Dr. Katherine Goode (Sandia National Laboratories)

4/3/24:

Abstract:

Climate change due to human activity is considered a serious threat to our future. Intervention methods that aim to reduce the negative impacts of climate change, such as stratospheric aerosol injections, are being discussed by policy makers. However, the downstream effects of such actions on the climate system are not well understood. The development of algorithmic methods for understanding the impacts of such events could help inform decision makers. Echo state network (ESN) models are a data driven option for modeling climate impacts.
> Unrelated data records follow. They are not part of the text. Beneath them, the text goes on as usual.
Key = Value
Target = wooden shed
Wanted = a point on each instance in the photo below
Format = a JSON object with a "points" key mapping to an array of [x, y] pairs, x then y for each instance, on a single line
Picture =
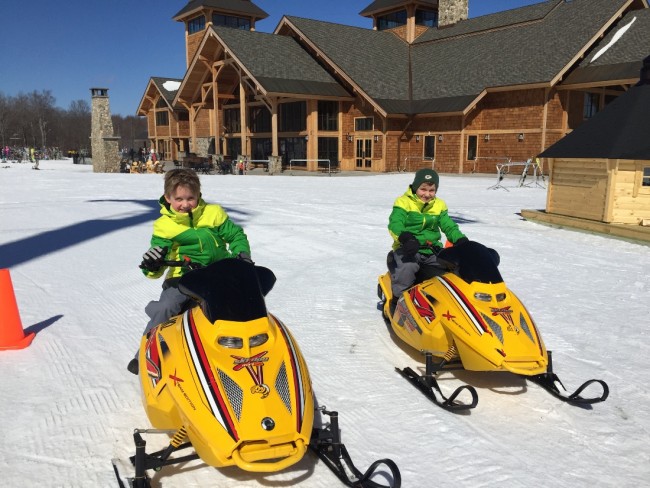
{"points": [[601, 170]]}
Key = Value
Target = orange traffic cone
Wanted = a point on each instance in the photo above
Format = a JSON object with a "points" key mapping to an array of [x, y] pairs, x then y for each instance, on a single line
{"points": [[12, 335]]}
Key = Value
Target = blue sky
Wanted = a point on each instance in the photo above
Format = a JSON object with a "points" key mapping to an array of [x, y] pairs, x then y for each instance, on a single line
{"points": [[69, 47]]}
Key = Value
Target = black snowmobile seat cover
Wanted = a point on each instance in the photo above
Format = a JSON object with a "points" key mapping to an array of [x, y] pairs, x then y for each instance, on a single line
{"points": [[229, 289], [472, 261]]}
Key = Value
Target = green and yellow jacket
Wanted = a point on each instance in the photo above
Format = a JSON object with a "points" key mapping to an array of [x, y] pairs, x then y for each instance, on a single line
{"points": [[424, 221], [205, 235]]}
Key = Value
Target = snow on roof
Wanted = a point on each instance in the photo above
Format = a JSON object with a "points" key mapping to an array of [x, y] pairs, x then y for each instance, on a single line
{"points": [[171, 85]]}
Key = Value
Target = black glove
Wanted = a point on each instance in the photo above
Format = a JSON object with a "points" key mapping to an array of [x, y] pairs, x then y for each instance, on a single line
{"points": [[153, 259], [244, 256], [409, 243]]}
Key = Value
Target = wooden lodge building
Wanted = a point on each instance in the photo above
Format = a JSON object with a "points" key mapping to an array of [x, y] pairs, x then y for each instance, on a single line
{"points": [[425, 86]]}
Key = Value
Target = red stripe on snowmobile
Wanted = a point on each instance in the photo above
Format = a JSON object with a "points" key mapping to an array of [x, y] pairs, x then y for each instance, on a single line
{"points": [[532, 324], [297, 376], [206, 377], [154, 368], [467, 306]]}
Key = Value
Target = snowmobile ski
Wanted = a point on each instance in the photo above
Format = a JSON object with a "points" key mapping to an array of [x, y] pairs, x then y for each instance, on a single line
{"points": [[428, 385], [551, 383], [326, 443]]}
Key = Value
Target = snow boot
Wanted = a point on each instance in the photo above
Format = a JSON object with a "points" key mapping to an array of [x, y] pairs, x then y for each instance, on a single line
{"points": [[133, 366]]}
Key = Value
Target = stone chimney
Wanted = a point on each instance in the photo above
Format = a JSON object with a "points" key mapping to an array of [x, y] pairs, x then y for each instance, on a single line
{"points": [[104, 145], [645, 72], [452, 11]]}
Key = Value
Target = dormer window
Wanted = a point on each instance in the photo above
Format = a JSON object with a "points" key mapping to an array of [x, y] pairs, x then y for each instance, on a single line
{"points": [[231, 21], [392, 20], [427, 18], [197, 24]]}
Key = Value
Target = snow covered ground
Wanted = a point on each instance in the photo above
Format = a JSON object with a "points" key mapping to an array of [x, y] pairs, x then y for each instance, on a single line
{"points": [[73, 240]]}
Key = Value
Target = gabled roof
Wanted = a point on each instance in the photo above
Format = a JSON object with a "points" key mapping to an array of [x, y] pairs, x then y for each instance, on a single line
{"points": [[384, 5], [278, 64], [619, 131], [448, 69], [233, 6], [445, 70], [617, 58], [377, 61], [166, 87]]}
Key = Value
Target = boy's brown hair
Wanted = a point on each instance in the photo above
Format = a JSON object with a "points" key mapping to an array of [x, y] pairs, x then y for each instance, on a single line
{"points": [[182, 177]]}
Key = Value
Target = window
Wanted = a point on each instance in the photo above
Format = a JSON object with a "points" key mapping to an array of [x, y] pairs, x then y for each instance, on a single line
{"points": [[259, 119], [429, 147], [364, 123], [328, 148], [392, 20], [231, 21], [260, 148], [232, 120], [197, 24], [293, 148], [472, 142], [428, 18], [328, 115], [592, 102], [292, 117], [162, 118]]}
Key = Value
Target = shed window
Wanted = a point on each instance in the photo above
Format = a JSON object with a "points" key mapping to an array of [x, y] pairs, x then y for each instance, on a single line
{"points": [[231, 21], [292, 117], [197, 24], [364, 123], [328, 115], [592, 102], [428, 18], [162, 118], [471, 147]]}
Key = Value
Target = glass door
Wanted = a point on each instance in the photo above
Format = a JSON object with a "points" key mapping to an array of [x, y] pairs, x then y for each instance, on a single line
{"points": [[363, 153]]}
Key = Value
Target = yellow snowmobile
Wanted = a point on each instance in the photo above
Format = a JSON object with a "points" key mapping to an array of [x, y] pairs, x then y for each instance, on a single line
{"points": [[227, 378], [465, 317]]}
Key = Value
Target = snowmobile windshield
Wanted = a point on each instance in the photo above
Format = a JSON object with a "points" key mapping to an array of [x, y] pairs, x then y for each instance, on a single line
{"points": [[229, 289], [472, 261]]}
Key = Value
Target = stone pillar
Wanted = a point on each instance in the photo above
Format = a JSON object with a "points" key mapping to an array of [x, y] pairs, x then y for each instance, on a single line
{"points": [[452, 11], [104, 145], [275, 165]]}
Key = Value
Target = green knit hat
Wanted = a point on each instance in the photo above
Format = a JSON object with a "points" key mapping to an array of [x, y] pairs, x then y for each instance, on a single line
{"points": [[425, 176]]}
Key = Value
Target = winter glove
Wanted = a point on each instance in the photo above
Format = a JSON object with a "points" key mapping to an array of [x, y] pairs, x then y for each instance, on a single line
{"points": [[244, 256], [409, 243], [153, 259]]}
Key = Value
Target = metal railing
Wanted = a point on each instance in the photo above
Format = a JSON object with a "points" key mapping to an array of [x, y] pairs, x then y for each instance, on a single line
{"points": [[329, 163], [407, 165], [504, 168], [497, 159]]}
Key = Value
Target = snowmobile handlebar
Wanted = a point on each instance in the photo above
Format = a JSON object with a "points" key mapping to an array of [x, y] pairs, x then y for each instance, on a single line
{"points": [[186, 263]]}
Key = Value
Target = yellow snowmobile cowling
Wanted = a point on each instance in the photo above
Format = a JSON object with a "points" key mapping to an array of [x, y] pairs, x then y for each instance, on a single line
{"points": [[239, 389], [492, 333], [467, 318]]}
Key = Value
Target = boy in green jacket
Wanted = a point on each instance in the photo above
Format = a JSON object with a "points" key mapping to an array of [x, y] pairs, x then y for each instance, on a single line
{"points": [[415, 224], [187, 228]]}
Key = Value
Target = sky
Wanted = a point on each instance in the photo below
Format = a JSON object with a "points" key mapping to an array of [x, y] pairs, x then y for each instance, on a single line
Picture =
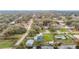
{"points": [[39, 4]]}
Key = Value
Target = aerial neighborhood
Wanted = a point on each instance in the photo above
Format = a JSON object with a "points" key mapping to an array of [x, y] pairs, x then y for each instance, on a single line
{"points": [[39, 29]]}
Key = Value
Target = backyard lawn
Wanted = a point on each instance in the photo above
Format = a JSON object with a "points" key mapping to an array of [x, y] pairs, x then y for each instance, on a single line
{"points": [[5, 43], [48, 37]]}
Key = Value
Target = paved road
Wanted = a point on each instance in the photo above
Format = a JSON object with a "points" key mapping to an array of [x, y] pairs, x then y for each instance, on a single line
{"points": [[25, 35]]}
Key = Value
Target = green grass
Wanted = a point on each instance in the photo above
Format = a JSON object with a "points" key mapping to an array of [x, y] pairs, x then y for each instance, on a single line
{"points": [[48, 37], [67, 41], [5, 43], [63, 30]]}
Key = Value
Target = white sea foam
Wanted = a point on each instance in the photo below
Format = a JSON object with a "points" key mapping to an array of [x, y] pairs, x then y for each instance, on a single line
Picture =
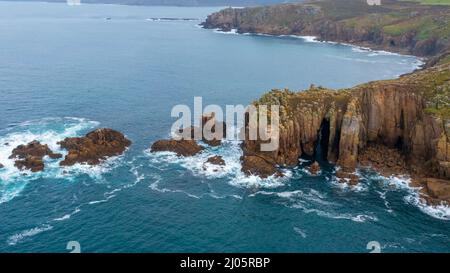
{"points": [[300, 231], [14, 239], [413, 197], [231, 153], [232, 31], [48, 131], [312, 201]]}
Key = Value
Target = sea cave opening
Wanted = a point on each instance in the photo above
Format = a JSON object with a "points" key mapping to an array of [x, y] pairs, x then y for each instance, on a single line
{"points": [[321, 147]]}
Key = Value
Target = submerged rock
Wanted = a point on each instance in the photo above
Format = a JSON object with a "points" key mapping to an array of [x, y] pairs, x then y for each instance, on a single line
{"points": [[433, 190], [31, 156], [255, 165], [180, 147], [94, 147], [346, 177], [314, 168], [216, 131], [216, 160]]}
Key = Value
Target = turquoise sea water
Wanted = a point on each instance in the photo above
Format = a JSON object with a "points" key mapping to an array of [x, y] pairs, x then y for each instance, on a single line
{"points": [[65, 70]]}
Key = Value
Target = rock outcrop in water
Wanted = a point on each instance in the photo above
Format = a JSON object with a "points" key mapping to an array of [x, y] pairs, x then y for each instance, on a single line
{"points": [[180, 147], [212, 137], [187, 145], [398, 26], [216, 160], [396, 126], [94, 147], [314, 169], [30, 156]]}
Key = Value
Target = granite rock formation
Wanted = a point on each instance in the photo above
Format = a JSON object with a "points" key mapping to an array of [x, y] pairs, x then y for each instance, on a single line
{"points": [[30, 156], [94, 147], [399, 26], [395, 126], [180, 147]]}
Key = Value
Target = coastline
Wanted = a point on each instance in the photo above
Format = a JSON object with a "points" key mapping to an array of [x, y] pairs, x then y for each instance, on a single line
{"points": [[314, 39]]}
ESN are known for modeling nonlinear dynamic systems and provide increased computational efficiency over other statistical methods. However, ESN parameters are not interpretable. We develop a methodology for computing ESN temporal variable importance in the context of spatio-temporal data. The method is used to quantify relationships between climate variables associated with the 1991 volcanic eruption of Mount Pinatubo, which acts as a natural stratospheric aerosol injection. We forecast temperatures given lagged values of other relevant climate variables such as aerosol optical depth, and variable importance is used to characterize the temporally evolving relationships between temperature and the predictor variables. SNL is managed and operated by NTESS under DOE NNSA contract DE-NA0003525.

Speaker bio: Katherine Goode is a statistician at Sandia National Laboratories. She has a PhD in statistics from Iowa State University and a masters in statistics from the University of Wisconsin – Madison. Her research focuses on explainable machine learning, trustworthy in AI, model assessment, and data visualization. Currently, Katherine works on projects in the areas of climate security and cyber security.